Sunday, October 12, 2008

Proposition 8


I live in California, and an issue has arisen that opposes everything I stand for. In 2000, voters passed a proposition by 61% that stated a marriage is only between a man and a woman. In 2007, 4 California Supreme Court judges overturned that decision. There is a proposition on the ballets for November (Proposition 8) that is a motion to overrule this invalid decision made by these power hungry fiends. I am in full support of this proposition. Here are a few reasons why:

First of all, I am morally opposed to same sex marriage. I believe, down to my very core, that marriage is sacred and is only between a man and a woman. The problem is not with people who practice the gay/lesbian lifestyle. I do not approve of the lifestyle, but this is not an attack on them.

Secondly, who the heck are these judges to overrule what the people voted? Are they better than 61% of the population? Doesn’t that defeat the point of voting, the point of living in America? We vote because it is our right to, and those judges had no right to overturn what the people of California already expressed.

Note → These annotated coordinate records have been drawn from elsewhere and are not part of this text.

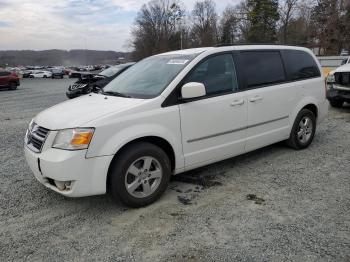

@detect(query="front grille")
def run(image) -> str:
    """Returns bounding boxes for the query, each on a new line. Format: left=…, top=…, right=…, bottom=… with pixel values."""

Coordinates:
left=25, top=123, right=50, bottom=153
left=70, top=84, right=87, bottom=91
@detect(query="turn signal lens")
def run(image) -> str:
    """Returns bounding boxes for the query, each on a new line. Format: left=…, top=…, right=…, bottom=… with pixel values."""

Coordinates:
left=70, top=132, right=93, bottom=145
left=52, top=128, right=95, bottom=150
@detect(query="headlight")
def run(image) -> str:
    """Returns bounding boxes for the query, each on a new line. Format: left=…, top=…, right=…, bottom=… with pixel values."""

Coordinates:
left=28, top=119, right=34, bottom=130
left=327, top=74, right=335, bottom=83
left=52, top=128, right=95, bottom=150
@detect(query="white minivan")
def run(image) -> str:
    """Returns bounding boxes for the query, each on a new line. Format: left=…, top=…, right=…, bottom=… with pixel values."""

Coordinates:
left=25, top=45, right=328, bottom=207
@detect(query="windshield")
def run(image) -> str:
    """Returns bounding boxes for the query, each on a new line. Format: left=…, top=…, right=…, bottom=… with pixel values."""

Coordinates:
left=99, top=66, right=125, bottom=77
left=103, top=54, right=197, bottom=98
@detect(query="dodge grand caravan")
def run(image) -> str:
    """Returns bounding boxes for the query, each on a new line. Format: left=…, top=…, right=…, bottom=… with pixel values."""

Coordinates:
left=25, top=45, right=328, bottom=207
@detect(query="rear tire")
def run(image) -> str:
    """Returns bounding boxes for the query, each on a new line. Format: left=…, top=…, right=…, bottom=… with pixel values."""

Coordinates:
left=107, top=142, right=171, bottom=207
left=287, top=108, right=316, bottom=150
left=329, top=100, right=344, bottom=108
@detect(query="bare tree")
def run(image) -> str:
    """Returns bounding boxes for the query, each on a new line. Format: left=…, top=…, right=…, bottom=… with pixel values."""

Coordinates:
left=219, top=5, right=238, bottom=44
left=279, top=0, right=299, bottom=44
left=191, top=0, right=218, bottom=46
left=132, top=0, right=185, bottom=60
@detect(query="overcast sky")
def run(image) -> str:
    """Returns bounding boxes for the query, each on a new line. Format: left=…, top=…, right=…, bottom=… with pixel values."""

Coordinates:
left=0, top=0, right=239, bottom=51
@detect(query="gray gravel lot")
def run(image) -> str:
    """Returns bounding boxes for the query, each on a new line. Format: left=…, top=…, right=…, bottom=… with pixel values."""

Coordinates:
left=0, top=79, right=350, bottom=261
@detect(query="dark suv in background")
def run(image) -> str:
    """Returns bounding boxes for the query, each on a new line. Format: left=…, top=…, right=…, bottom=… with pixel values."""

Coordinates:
left=0, top=71, right=20, bottom=90
left=51, top=68, right=64, bottom=79
left=66, top=63, right=135, bottom=99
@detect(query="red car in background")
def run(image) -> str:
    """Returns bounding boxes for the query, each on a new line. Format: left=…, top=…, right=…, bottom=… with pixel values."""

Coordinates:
left=0, top=71, right=20, bottom=90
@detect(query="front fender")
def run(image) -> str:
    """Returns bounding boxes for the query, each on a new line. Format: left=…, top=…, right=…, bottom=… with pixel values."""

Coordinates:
left=86, top=107, right=184, bottom=169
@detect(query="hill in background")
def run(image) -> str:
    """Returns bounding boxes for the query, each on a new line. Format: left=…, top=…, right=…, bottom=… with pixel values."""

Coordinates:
left=0, top=49, right=129, bottom=66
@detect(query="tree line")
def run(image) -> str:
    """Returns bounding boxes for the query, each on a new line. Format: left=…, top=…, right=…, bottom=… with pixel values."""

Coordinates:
left=131, top=0, right=350, bottom=60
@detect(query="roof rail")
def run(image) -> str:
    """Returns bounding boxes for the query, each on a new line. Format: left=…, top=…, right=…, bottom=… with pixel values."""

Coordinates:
left=214, top=43, right=304, bottom=47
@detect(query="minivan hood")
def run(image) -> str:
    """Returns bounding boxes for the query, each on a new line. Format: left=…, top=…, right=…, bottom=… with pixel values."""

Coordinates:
left=34, top=94, right=144, bottom=130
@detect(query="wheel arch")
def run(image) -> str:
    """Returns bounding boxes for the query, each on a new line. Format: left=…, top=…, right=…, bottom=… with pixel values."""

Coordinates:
left=301, top=103, right=318, bottom=119
left=106, top=136, right=176, bottom=190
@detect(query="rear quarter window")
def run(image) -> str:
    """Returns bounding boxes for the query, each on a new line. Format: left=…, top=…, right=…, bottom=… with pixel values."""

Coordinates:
left=239, top=50, right=286, bottom=89
left=282, top=50, right=321, bottom=81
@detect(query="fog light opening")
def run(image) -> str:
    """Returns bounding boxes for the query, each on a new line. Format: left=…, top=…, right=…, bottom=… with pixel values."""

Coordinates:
left=54, top=180, right=72, bottom=191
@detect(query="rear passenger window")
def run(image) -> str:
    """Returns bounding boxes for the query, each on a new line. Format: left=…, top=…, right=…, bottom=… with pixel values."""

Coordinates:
left=283, top=50, right=321, bottom=80
left=185, top=54, right=237, bottom=95
left=239, top=51, right=286, bottom=88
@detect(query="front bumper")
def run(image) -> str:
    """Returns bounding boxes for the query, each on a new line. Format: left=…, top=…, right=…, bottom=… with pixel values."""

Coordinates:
left=24, top=134, right=113, bottom=197
left=327, top=85, right=350, bottom=103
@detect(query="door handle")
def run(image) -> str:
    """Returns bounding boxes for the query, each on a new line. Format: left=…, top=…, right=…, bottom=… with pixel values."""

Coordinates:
left=249, top=95, right=263, bottom=102
left=230, top=99, right=244, bottom=106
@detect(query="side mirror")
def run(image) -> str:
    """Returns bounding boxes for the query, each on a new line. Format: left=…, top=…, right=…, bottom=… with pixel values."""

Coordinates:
left=181, top=82, right=206, bottom=99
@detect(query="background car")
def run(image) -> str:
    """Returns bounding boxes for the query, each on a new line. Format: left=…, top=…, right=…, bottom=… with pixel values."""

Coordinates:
left=327, top=64, right=350, bottom=107
left=0, top=71, right=20, bottom=90
left=66, top=63, right=135, bottom=99
left=51, top=68, right=64, bottom=79
left=29, top=71, right=52, bottom=78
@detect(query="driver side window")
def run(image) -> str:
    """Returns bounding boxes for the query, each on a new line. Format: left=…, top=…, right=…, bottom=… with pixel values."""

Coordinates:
left=185, top=54, right=238, bottom=96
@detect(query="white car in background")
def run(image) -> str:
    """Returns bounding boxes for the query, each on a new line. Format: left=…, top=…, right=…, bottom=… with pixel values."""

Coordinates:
left=29, top=71, right=52, bottom=78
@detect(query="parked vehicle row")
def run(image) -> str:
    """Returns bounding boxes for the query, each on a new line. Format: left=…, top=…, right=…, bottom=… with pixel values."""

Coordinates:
left=66, top=63, right=134, bottom=98
left=0, top=71, right=20, bottom=90
left=25, top=45, right=328, bottom=207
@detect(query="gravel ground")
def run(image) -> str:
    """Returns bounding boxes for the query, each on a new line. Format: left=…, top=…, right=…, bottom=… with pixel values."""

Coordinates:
left=0, top=79, right=350, bottom=261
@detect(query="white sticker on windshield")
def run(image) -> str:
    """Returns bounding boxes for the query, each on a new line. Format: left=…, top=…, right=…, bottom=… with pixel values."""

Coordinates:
left=167, top=59, right=188, bottom=65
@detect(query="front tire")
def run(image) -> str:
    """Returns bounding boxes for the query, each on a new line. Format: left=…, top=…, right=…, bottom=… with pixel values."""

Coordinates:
left=329, top=100, right=344, bottom=108
left=287, top=108, right=316, bottom=150
left=107, top=142, right=171, bottom=207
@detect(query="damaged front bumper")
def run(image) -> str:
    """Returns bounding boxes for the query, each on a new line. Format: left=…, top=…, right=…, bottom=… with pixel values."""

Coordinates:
left=24, top=134, right=113, bottom=197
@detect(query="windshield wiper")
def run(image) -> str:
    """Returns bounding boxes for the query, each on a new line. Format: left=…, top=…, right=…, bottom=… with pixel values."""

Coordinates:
left=102, top=91, right=132, bottom=98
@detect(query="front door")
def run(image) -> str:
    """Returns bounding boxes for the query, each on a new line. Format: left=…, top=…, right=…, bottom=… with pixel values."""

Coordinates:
left=180, top=53, right=247, bottom=169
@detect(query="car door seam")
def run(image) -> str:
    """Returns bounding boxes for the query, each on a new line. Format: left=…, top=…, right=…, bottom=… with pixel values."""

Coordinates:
left=187, top=116, right=289, bottom=143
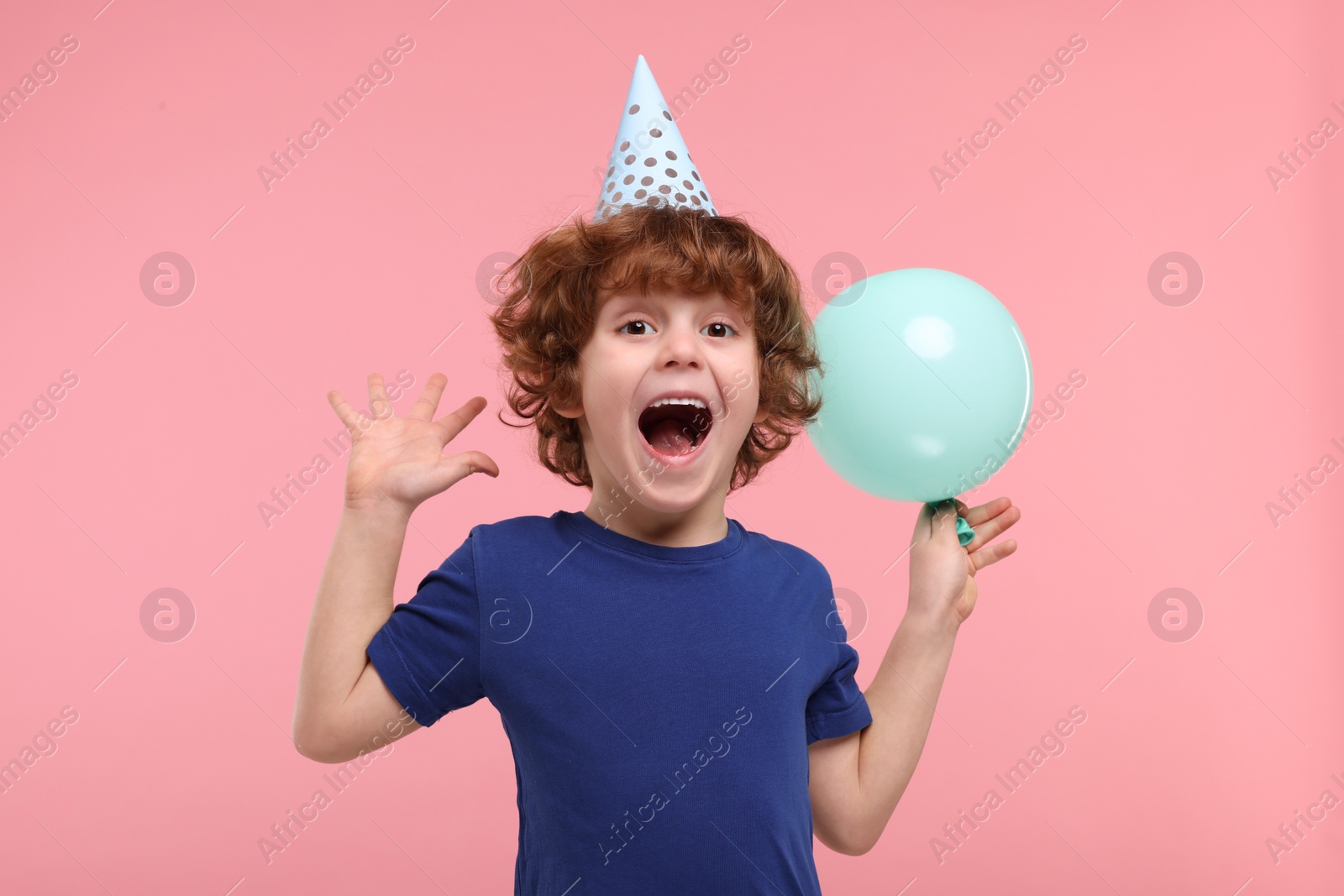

The third reason I am in staunch opposition of this is because of the things that are included in the proposition. These hidden stipulations will change our lives dramatically. Let me just enlighten you about the ways our lives will change if this proposition does not pass.
• In health education classes, state law requires teachers to instruct children as young as kindergarteners about marriage. (Education Code §51890.) If the same-sex marriage ruling is not overturned, teachers will be required to teach young children that there is no difference between gay marriage and traditional marriage.
• Churches may be sued over their tax exempt status if they refuse to allow same-sex marriage ceremonies in their religious buildings open to the public. Ask whether your pastor, priest, minister, bishop, or rabbi is ready to perform such marriages in your chapels and sanctuaries.
• Religious adoption agencies will be challenged by government agencies to give up their long-held right to place children only in homes with both a mother and a father. Catholic Charities in Boston already closed its doors in Massachusetts because courts legalized same-sex marriage there.
• Religions that sponsor private schools with married student housing may be required to provide housing for same-sex couples, even if counter to church doctrine, or risk lawsuits over tax exemptions and related benefits.
• Ministers who preach against same-sex marriages may be sued for hate speech and risk government fines. It already happened in Canada, a country that legalized gay marriage. A recent California court held that municipal employees may not say: "traditional marriage," or "family values" because, after the same-sex marriage case, it is "hate speech."
• It will cost you money. This change in the definition of marriage will bring a cascade of lawsuits, including some already lost (e.g., photographers cannot now refuse to photograph gay marriages; doctors cannot now refuse to perform artificial insemination of gays even given other willing doctors). Even if courts eventually find in favor of a defender of traditional marriage (highly improbable given today's activist judges), think of the money – your money – that will be spent on such legal battles.